The rocky road to romance for Von Horst and La-Ja also has a rote feel to it, in marked contrast to the well-conceived pairing seen in TANAR OF PELLUCIDAR. But it's during Von Horst's sojourn with the Mammoth-Men that ERB offers a rare window on female sadism. For involved reasons, the hero can only escape captivity with the help of an ugly cavewoman named Grum. By the traditions of Grum's tribe, she can force the object of her desire, a big guy named Horg, to marry her if she gets a male champion to defeat Horg in battle. Von Horst duly beats down Horg, and after the warrior is unconscious, Grum both hits and kicks him, telling Von Horst she plans to hold the whip hand in the marriage. Von Horst muses that he's known civilized women who cherished the same desire for marital supremacy, though I'm not sure the author ever depicted any female character of such rapacity.
2 comments:
It's been decades since I rambled through most of ERB's books, but my takeaway then was that the repetition was remarkable. He had a formula, and he stuck to it, populating the formula with oddball creations. Never once reading ERB would it occur to me to think he was onto some metaphysical symbolism. He was all about unconscious (even to him sometimes) heroic tropes, so basic they defy analysis. That's the strength of his stuff, it's just what it is and no more. Jump on and enjoy.

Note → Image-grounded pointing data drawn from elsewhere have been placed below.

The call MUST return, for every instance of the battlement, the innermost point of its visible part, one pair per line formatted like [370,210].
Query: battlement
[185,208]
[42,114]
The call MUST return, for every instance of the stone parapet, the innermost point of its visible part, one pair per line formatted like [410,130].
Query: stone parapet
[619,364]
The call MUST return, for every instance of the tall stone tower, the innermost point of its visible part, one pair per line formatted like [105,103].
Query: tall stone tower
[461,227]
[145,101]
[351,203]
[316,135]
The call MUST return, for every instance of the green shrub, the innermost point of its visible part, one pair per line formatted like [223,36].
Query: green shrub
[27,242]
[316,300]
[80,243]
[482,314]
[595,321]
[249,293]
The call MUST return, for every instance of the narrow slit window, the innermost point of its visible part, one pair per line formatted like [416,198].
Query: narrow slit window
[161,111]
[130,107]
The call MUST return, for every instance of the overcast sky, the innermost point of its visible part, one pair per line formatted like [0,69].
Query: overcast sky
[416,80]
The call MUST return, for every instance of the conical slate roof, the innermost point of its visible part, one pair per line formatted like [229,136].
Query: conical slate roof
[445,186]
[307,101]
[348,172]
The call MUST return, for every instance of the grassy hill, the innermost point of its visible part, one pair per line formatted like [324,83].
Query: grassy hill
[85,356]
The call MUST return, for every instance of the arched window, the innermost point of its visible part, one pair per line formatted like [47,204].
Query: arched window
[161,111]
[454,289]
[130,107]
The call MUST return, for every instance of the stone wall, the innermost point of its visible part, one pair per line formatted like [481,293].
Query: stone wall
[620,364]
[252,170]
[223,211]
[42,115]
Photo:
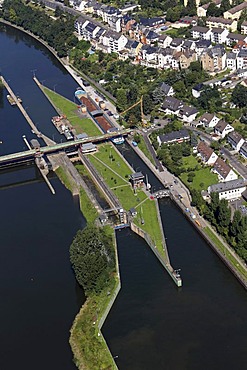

I'd certainly agree that a lot of ERB creations thar are just wacky for their own sake. I mentioned the Bison-Men in this book, but they're nowhere near as those Mars creatures-- "The Weirooos," maybe-- when one species looks like a bodiless human head and the other looks like a headless human body, and the two of them are able to merge with one another despite having evolved independently. This is Darwin as read through one of those old medieval writers, who would people India and China with weird breeds of quasi-humans. On the other hand, sometimes ERB had favorite tropes that may have meant something to him. Otherwise why three separate tribes of cannibals? One of them, the Gorbuses, has a mysterious origin the author chose not to explain. He probably had some idea but realized it would drag the story down and so satisfied himself witth a vague allusion.